After you are done reading, go to e-bay and pick yourself up a cheap Plam Pilot.
1. Introduction
2. The problems
2.1 People lie
2.2 People are lazy
2.3 People are stupid
2.4 Mission: Impossible -- know thyself
2.5 Schemas aren't neutral
2.6 Metrics influence results
2.7 There's more than one way to describe something
3. Reliable metadata
-braddock gaskill
'type "tom hanks birth" slowly to see it in action' hmm
have you ever tried to type chinese in windows? it is a pain in the arse compared to typing english. chinese writing system is very different than english and autocomplete is much harder. In english you have A-Z. In chinese the number of radicals ranges in the hundreds for the most common. Then when you get into the essoteric radicals, no auto complete is going to be able to handle it today.
"Should I reject using the Encyclopedia Brittanica just because, someone somewhere will post false information."
Your point would be even stronger if you had used Wikipedia instead of Britannica. There's a great deal of fannism surrounding it, even though trust issues involve both, and some of the same "It's OK" arguments likewise apply to both.

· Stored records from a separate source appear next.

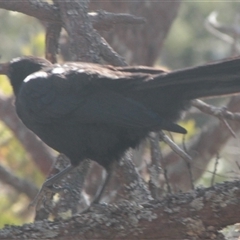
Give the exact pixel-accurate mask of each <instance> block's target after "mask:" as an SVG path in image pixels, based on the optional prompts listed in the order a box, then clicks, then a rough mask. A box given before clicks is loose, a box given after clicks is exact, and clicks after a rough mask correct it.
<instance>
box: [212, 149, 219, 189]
mask: <svg viewBox="0 0 240 240" xmlns="http://www.w3.org/2000/svg"><path fill="white" fill-rule="evenodd" d="M218 160H219V153H217V155H216V159H215V164H214V170H213V175H212V179H211V186H213V184H214V180H215V176H216V172H217V166H218Z"/></svg>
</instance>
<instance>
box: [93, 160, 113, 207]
mask: <svg viewBox="0 0 240 240" xmlns="http://www.w3.org/2000/svg"><path fill="white" fill-rule="evenodd" d="M113 165H114V164H113V163H111V164H110V166H109V167H108V168H107V169H106V172H107V176H106V178H105V180H104V182H103V184H102V186H101V187H100V188H98V191H97V193H96V194H95V196H94V199H93V201H92V204H95V203H98V202H99V201H100V200H101V198H102V196H103V194H104V192H105V190H106V187H107V186H108V184H109V182H110V179H111V177H112V172H113Z"/></svg>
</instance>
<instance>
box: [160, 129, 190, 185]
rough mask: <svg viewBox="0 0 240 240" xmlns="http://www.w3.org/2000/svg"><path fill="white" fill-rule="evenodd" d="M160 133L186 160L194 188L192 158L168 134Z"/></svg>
mask: <svg viewBox="0 0 240 240" xmlns="http://www.w3.org/2000/svg"><path fill="white" fill-rule="evenodd" d="M159 134H160V137H161V138H162V140H163V141H164V142H165V143H167V144H168V145H169V147H170V148H171V149H172V150H173V151H174V152H175V153H177V154H178V155H179V156H180V157H181V158H182V159H183V160H184V161H185V163H186V165H187V169H188V173H189V177H190V182H191V187H192V189H194V184H193V175H192V170H191V162H192V158H191V157H190V156H189V155H188V154H187V153H186V152H184V151H183V150H182V149H181V148H180V147H179V146H178V145H177V144H176V143H174V142H173V141H172V140H171V139H170V138H169V137H168V136H167V135H166V134H164V133H163V132H160V133H159Z"/></svg>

i wouldn't like, nobody, especially a machine, telling me what i mean. the possibility of censorship is enormous
The two topics are much closer and have much more common than superficial similarities.
Not only close, but identical from a formal pow.
Metadata is data, the 'meta' part vanishes the moment you try to describe-it.
Plain old philosphical knowledge, always forgotten.
Check out the link in the story to the Semantic Web... it's a redirect from Google to w3c.org.
I'm sure this isn't what the submitter meant to do.
For those who haven't been paying attention, Google has recently begun giving redirects from their own site as search results, so, in effect, they get to record every site you end up visiting.
I was on the fence as to whether this was a good or bad thing, but now I see that clearly it's the latter, simply because when the link is copied-and-pasted, as it is here, the person who visits the link won't have any idea that Google is recording that visit.